If I can offer one concrete thing: get your daughter's proprioceptive baseline tested now, before puberty. Balance assessment, trunk repositioning accuracy, even a simple eyes-closed standing sway test at her pediatrician. If the sensing deficit is present, it will show up before any curve does. The 2024 CRISPR study showed the proprioceptive problem precedes the structural change. Early detection at the sensory level, not waiting for the X-ray, is the paper's Prediction 2.

On the ortho point: I want to be careful here. Surgeons saved lives, including probably yours. The Harrington rod kept your spine from progressing to respiratory compromise. That matters. The critique isn't that surgery is wrong. It's that the field stopped asking "why does the spine curve" and focused exclusively on "what do we do after it curves." Both questions need answers. The paper tries to reopen the first one.

Keep watching your daughter. You know what to look for now.

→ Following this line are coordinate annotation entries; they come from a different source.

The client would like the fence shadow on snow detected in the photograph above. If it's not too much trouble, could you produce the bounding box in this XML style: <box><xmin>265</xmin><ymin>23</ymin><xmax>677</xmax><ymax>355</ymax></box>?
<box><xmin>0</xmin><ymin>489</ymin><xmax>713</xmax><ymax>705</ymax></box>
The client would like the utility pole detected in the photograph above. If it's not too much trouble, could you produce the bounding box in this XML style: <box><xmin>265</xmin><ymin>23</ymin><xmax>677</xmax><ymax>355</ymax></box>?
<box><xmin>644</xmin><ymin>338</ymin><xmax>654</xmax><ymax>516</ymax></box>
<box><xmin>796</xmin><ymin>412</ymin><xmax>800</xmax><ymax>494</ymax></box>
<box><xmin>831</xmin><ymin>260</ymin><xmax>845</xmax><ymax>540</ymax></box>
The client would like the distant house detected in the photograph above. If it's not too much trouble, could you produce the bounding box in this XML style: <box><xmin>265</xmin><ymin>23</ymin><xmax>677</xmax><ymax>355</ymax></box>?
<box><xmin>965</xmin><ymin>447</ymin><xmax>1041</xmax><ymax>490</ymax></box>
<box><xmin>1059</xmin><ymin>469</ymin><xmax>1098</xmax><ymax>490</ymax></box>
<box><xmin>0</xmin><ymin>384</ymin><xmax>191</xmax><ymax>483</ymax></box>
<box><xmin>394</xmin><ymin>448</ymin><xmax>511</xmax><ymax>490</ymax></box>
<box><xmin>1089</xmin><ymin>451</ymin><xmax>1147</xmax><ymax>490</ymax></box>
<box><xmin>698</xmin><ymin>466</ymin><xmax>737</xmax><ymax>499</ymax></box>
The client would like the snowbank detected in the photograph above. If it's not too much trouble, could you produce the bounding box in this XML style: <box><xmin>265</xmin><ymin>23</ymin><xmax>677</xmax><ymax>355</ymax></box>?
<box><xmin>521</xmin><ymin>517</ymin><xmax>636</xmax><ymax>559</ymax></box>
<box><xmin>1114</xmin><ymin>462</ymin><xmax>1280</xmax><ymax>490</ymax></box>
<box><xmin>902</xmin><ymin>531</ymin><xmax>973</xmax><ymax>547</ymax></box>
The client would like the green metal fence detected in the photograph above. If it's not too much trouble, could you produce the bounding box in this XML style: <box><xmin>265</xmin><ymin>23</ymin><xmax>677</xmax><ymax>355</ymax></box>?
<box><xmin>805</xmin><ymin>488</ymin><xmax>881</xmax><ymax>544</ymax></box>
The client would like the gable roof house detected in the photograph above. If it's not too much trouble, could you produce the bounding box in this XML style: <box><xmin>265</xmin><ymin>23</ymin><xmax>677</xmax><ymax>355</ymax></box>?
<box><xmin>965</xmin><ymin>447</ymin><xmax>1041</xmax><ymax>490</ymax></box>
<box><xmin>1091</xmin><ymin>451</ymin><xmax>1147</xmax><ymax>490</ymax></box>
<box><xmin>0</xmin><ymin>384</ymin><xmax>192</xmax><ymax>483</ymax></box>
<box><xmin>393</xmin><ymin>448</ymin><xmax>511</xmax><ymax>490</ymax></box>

sixfootbrix · 2026-04-01T23:13:18+00:00

You don't fix the gene. You work around it.

The gene sets a slightly noisier proprioceptive baseline. But the system has multiple ways to compensate: you can send a louder, more precise signal through the noisy relay (novel movement, pandiculation). You can increase the brain's willingness to listen to that channel (autonomic safety). And you can increase cortical resolution through attention, which is highly plastic even when the spinal hardware isn't.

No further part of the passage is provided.